Cette mesure s'annonce toutefois difficile à mettre en œuvre. Les entreprises concernées et les experts du sujet sont unanimes sur le fait qu'une porte dérobée "sécurisée" va à l'encontre des principes des protocoles de chiffrement. Une telle exception est impossible à réaliser techniquement et reviendrait à affaiblir le niveau de protection de l'ensemble des communications. L'initiative pourrait aussi faire courir un risque pour la sécurité nationale et la cybersécurité des internautes : une faille dans le chiffrement de WhatsApp ou Signal dédiée aux autorités françaises sera forcément réutilisée par des services de renseignement étrangers ou des cybercriminels après un certain temps.
La proposition de loi se heurte également à une impasse juridique. Comme le souligne le député Ensemble pour la République Eric Bothorel, qui a déposé un amendement visant à supprimer l'article 8 ter, cette obligation entre en contradiction avec le Digital Services Act européen qui devrait la rendre inapplicable en pratique.
À l'approche de l'examen du texte, les industriels se sont mobilisés pour faire entendre leur voix. L'Afnum, qui regroupe les principaux acteurs du numérique (Apple, Google, Amazon, Microsoft...) a estimé que cette proposition viendrait "affaiblir la cybersécurité des services de messagerie dans leur ensemble". Le premier syndicat patronal du secteur, Numneum (Meta, CapGemini, Docaposte) a également dénoncé l'initiative. La messagerie Signal a fait savoir qu'elle se retirerait de tous les pays qui l'obligeraient à affaiblir son chiffrement. Le patron d'Olvid, la messagerie chiffrée française utilisée par l'Elysée et les membres du gouvernement, a assuré qu'il n'introduira jamais de portée dérobée dans son application.
Signe de la sensibilité du sujet, la ministre déléguée à l'Intelligence artificielle et au numérique Clara Chappaz a exprimé des réserves sur le réseau social X la veille de l'examen du texte en commission des lois. "Le texte, tel qu'il est rédigé aujourd'hui, est trop large.

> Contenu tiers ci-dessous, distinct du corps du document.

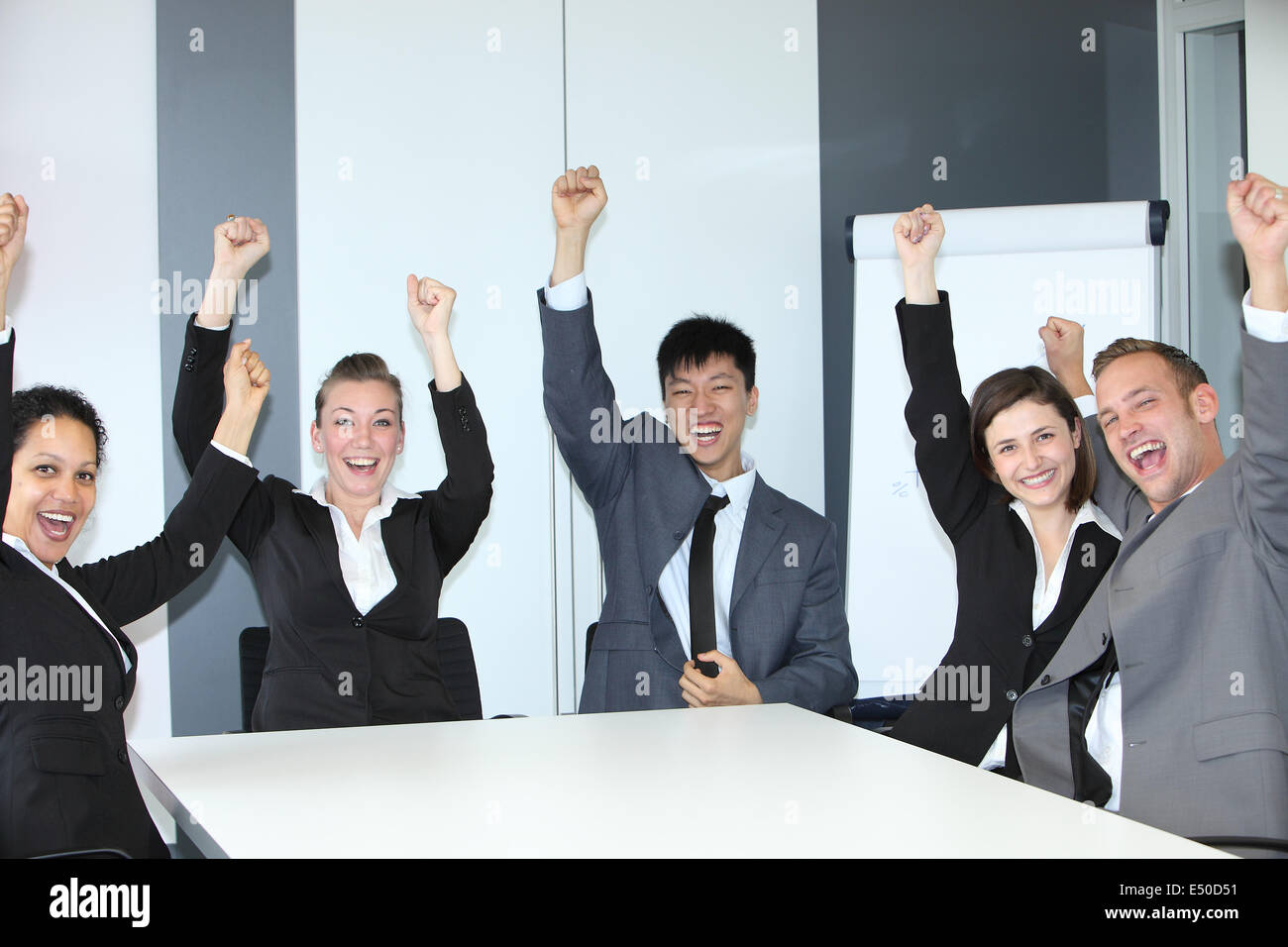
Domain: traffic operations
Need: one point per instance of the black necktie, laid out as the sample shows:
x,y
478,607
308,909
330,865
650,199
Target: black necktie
x,y
702,598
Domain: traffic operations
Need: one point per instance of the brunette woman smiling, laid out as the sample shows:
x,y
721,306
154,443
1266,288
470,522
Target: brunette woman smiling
x,y
349,571
67,672
1010,480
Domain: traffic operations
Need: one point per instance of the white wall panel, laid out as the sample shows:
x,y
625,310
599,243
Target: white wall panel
x,y
703,121
78,112
428,134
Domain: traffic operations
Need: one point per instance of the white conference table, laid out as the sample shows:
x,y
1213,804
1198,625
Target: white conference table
x,y
765,781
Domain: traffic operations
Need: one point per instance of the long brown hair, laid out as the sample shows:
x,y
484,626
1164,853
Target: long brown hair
x,y
1008,388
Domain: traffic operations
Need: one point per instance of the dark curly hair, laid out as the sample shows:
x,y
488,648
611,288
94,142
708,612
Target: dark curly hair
x,y
35,405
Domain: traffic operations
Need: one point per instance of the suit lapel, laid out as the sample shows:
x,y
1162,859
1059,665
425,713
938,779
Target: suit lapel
x,y
1133,541
760,534
1081,579
72,611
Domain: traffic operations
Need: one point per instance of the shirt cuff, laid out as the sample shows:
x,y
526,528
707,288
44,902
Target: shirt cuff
x,y
568,295
1266,325
211,329
231,453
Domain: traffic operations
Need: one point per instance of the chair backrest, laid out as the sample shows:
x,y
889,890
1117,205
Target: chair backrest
x,y
590,637
253,652
455,663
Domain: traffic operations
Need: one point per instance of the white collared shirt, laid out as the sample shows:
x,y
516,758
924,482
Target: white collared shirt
x,y
674,582
364,561
1106,728
52,571
1046,594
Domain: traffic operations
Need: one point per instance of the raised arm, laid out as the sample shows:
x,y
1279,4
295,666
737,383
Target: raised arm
x,y
936,414
136,582
13,236
1115,492
240,244
460,504
1258,218
580,401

Son application concrète pose question. Sans garanties suffisantes, il pourrait fragiliser des principes essentiels", a-t-elle fait savoir, évoquant un risque pour "les libertés publiques, le secret des correspondances et la cybersécurité". La ministre souhaite que l'article "soit retravaillé à l'Assemblée". "Trouver un équilibre est essentiel. J'ai confiance dans le débat parlementaire pour y parvenir", a-t-elle indiqué.
Devant la Commission des lois de l'Assemblée, le ministre de l'Intérieur Bruno Retailleau a défendu la mesure mardi, assurant qu'il n'y aurait "pas d'affaiblissement du chiffrement", ni introduction d'une "faille" mais qu'il s'agirait de "demander à la plateforme de faire aussi un flux" en copie entre le smartphone d'un individu et les enquêteurs. Le ministre a toutefois admis qu'il se faisait "peu d'illusion" sur son avenir face au barrage de tous les groupes d'opposition qui ont déposé des amendements de suppression.